Allerdings wären ein paar “Ahs” und “Oooh’s” oder auch “Du meine Güte” ganz angemessen.
Man muss aber auch erstmal ankommen, denn auch Norwegen wirkt um so größer, umso geringer die Geschwindigkeit ist, mit der man sich auf den langen Straßen bewegt. Und zu den imposanten Ecken des Landes ist es oft ein weiter Weg.

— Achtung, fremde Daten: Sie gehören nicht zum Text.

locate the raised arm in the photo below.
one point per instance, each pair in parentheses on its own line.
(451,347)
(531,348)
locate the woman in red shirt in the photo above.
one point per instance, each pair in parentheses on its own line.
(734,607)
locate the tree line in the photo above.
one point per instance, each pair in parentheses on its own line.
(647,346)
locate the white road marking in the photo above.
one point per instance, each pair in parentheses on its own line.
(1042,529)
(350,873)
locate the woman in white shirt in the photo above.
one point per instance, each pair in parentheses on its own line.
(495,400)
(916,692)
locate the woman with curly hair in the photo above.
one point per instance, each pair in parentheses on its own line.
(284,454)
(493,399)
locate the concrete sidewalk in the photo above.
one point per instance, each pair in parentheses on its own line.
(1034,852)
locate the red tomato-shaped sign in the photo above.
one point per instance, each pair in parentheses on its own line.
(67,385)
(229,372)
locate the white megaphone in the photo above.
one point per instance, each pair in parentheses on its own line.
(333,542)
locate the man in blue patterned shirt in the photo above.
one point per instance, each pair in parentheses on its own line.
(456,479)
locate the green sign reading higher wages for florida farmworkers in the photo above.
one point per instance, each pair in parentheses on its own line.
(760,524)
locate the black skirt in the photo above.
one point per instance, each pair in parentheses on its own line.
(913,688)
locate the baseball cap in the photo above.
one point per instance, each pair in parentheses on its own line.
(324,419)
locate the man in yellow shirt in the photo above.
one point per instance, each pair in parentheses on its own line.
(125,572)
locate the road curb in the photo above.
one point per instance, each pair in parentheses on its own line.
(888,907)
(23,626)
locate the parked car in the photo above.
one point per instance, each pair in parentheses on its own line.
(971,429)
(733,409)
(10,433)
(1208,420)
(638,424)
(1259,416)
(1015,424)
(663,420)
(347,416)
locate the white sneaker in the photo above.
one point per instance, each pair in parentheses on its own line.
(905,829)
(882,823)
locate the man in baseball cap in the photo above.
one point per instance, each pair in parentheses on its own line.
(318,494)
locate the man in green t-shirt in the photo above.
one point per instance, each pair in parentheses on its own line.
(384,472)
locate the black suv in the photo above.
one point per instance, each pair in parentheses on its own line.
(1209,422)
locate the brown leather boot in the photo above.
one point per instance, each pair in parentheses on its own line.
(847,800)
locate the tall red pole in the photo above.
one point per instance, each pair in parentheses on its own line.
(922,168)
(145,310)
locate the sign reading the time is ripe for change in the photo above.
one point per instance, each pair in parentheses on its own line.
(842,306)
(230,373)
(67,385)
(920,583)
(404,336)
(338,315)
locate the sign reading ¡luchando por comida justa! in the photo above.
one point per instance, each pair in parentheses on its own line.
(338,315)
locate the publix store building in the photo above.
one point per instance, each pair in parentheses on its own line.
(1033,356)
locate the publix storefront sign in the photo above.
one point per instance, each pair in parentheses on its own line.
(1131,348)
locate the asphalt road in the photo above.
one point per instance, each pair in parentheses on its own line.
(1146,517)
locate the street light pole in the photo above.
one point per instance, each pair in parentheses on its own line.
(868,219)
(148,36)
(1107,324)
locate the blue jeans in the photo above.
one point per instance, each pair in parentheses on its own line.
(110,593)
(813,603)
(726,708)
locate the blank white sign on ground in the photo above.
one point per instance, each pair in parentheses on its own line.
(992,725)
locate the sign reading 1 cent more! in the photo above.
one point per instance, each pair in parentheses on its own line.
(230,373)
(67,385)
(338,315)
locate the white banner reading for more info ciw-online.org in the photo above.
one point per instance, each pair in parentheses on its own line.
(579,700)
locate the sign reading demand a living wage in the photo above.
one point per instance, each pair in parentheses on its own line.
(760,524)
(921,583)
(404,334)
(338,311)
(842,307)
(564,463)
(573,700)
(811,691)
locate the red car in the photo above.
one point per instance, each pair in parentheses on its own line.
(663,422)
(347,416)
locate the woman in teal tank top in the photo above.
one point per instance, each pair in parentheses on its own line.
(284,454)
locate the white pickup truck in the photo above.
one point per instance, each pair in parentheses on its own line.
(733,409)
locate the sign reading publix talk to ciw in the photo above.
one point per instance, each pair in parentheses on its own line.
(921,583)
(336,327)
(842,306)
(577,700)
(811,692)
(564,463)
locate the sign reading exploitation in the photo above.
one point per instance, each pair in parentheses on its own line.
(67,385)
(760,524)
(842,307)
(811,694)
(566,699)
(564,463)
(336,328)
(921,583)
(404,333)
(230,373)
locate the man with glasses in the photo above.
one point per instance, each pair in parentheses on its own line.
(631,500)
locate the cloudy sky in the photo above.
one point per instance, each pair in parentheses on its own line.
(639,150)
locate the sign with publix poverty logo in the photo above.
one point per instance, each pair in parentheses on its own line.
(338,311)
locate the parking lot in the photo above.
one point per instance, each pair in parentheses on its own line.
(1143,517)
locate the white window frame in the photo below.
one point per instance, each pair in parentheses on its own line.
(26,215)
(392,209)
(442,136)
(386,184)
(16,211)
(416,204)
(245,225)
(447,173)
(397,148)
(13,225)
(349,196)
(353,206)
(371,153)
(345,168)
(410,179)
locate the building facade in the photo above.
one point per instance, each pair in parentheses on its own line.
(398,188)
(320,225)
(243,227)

Die letzte Straße, die wir in Schweden benutzen ist schnurgerade und geht langsam durch ein Waldgebiet bergauf. Irgendwann gibt es ein unbedeutendes Hinweisschild, das mich nach links weist. Ein kurzes Stück von etwa einem halben Kilometer Länge bleibt die Straße auf einem Höhenniveau, dann weist mich ein weiteres Hinweisschild wieder nach links. Ich bin in Norwegen, wie ich am durchgestrichenen O auf dem Verkehrsschild entnehme. Die Straße führt mich nun wieder bergab, schnurgerade. Sie läuft parallel zu der, die ich in Schweden gerade hochgefahren bin. Außer, dass die wenigen Autos andere Nummernschilder tragen, sieht es nicht viel anders aus. Die Bäume sind hoch, die Wälder sind dunkel und es gibt keine Elche. Allerdings beginnt es jetzt zu regnen. Dafür, das Norwegen kein Land der europäischen Union ist, läuft der Übertritt ziemlich unspektakulär. An der Grenze befindet sich keine verwaiste Zollstation, keine Wechselstelle und auch keine Tankstelle. Nichts weist darauf hin, das Land gewechselt zu haben.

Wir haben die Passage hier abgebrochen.